The move follows the digitization of services at the Judiciar, the Director of Public Prosecutions and several other government agencies.
"There is no turning back on this. It is going to work, it's simple as that," said Fred Matiangi, Kenya's Interior Cabinet Secretary.
Matiangi spoke at BuruBuru Police Station in the capital Nairobi where he was accompanied by his counterpart from the Information and Communications Technology (ICT) docket, Joe Mucheru and several other senior government officials.
The officials had gathered at the station to launch the digitization process, starting with the Occurance Book (OB), where all incidents and complaints are recorded.
With the new system, Matiangi said the government hopes to weed out corruption because all complaints filed by members of the public must be followed, with real-time progress tracked by the seniors.
Complainants will be receiving their OB Number through a Short Message Service.
"It is the basis on which we are going to follow on promotions especially with the General Duty officers," Matiangi said.
Police stations have been filing records and all complaints manually.
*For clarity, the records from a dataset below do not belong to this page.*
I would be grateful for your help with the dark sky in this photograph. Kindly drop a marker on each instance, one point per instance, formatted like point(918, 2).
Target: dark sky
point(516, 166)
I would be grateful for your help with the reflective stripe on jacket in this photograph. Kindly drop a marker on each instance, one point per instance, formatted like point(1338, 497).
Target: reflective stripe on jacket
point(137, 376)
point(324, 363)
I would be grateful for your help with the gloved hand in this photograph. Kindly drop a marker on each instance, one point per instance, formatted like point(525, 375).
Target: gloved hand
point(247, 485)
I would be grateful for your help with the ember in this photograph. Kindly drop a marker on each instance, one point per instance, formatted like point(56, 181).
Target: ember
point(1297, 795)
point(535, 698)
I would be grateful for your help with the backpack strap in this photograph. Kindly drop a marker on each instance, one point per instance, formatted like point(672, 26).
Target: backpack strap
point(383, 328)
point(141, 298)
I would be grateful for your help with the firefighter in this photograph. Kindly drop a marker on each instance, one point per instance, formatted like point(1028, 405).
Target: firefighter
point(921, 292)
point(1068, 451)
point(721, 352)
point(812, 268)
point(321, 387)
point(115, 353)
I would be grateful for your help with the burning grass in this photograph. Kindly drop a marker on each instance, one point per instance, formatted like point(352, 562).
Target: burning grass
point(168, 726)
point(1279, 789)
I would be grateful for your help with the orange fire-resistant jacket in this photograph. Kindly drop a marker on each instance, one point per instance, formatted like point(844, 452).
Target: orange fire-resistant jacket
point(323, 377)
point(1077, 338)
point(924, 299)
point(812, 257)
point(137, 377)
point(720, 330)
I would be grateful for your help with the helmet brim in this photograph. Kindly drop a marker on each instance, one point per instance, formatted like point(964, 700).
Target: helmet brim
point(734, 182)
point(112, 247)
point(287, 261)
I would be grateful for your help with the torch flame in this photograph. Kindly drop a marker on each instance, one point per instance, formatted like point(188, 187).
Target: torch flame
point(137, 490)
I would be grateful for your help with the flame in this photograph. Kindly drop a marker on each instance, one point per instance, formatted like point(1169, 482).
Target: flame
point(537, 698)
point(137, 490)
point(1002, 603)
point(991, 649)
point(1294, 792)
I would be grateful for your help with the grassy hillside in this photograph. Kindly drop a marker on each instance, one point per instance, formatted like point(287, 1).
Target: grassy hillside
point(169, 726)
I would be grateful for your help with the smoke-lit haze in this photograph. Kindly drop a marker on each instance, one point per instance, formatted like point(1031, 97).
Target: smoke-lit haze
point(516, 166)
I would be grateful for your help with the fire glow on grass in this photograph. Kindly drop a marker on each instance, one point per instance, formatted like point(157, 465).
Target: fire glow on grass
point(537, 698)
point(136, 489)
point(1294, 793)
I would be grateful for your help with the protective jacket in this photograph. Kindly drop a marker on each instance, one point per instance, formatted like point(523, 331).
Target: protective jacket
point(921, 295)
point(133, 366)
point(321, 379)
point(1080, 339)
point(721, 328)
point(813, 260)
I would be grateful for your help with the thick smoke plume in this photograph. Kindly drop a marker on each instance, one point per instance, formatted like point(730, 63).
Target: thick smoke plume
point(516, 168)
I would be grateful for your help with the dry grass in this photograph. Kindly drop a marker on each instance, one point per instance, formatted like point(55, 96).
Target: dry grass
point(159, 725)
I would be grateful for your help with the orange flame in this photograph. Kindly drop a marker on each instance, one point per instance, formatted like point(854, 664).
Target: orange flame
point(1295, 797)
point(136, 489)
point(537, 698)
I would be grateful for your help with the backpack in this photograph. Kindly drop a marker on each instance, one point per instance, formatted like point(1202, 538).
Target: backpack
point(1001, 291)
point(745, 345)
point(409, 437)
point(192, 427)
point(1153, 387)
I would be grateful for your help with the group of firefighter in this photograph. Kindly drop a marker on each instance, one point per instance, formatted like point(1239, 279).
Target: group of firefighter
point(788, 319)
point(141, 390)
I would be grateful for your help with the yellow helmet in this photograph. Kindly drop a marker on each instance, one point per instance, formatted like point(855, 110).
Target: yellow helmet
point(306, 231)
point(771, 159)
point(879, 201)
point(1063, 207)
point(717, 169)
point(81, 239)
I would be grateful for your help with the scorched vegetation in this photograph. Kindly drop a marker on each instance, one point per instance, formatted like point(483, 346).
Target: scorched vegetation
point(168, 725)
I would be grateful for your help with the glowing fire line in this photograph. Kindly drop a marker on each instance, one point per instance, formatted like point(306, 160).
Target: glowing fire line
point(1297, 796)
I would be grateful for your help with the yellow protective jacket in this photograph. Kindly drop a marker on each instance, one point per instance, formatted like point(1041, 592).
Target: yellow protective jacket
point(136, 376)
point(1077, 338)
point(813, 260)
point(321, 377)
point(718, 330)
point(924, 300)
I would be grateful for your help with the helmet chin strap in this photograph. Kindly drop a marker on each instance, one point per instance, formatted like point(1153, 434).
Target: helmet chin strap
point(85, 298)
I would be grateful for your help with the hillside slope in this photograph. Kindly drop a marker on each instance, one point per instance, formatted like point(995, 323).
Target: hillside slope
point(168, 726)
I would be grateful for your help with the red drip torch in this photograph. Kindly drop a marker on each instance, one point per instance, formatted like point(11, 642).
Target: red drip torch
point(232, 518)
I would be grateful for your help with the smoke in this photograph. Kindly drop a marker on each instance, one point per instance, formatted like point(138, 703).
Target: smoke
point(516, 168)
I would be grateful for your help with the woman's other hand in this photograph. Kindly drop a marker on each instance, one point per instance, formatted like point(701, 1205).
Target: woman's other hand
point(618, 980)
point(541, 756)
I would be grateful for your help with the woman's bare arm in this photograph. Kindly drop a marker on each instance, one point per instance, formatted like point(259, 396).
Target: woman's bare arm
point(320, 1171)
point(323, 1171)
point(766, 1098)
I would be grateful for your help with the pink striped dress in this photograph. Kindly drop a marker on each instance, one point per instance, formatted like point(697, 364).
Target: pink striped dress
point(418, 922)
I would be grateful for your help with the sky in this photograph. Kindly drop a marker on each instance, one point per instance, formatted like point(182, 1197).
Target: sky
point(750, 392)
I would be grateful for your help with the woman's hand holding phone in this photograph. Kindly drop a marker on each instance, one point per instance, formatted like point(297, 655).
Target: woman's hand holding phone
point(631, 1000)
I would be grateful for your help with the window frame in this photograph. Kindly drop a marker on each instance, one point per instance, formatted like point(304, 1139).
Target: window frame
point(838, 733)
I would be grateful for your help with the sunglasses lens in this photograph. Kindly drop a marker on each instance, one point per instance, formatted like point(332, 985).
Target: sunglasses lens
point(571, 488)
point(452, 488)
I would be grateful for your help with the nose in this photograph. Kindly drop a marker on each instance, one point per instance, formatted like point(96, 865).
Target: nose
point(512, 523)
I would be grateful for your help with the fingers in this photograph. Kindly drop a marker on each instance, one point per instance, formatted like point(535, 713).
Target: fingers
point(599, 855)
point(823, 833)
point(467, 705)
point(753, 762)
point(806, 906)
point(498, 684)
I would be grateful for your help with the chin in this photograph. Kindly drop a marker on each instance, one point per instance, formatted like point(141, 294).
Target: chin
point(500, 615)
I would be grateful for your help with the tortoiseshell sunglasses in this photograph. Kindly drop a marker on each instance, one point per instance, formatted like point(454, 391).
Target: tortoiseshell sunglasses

"We must now manage this openly and as we said, even as we do this, we must show people what we are doing," the Interior CS said, lauding the ICT Ministry for the progress made in digitizing most of the operations in the government.
Police officers have been given 18 months to navigate through the new system.
Inspector-General of Police Hillary Mutyambai said the web-based system has been installed in all police stations in Nairobi, with officers provided with more than 10,000 iPads.
"The pilot project has been successful in Nairobi," he said. "This is a great milestone for the National Police Service because we are the first [police] institution to use digital Occurrence Books."
Officials said the new system will get real-time data on the trends of crime in the country, following the automation of processes.
The automation covers five areas which include Automation of Police Administration. With this, all police officers are registered, Automation of Police Investigations which covers forensic, integration of data, and crime analysis.
It will also see the digitization of the Occurrence Book.
According to the system developer Prof Theuri Mutahi, only registered officers can access the system, in a tightly guarded process that will guard against infiltrated.
He said the system is Web-based, meaning data will be saved in servers and can be retrieved upon need and will also generate reports for all officers in their specific areas of jurisdiction.
Director of Public Prosecutions Noordin Haji has welcomed the move, saying it will enhance service delivery.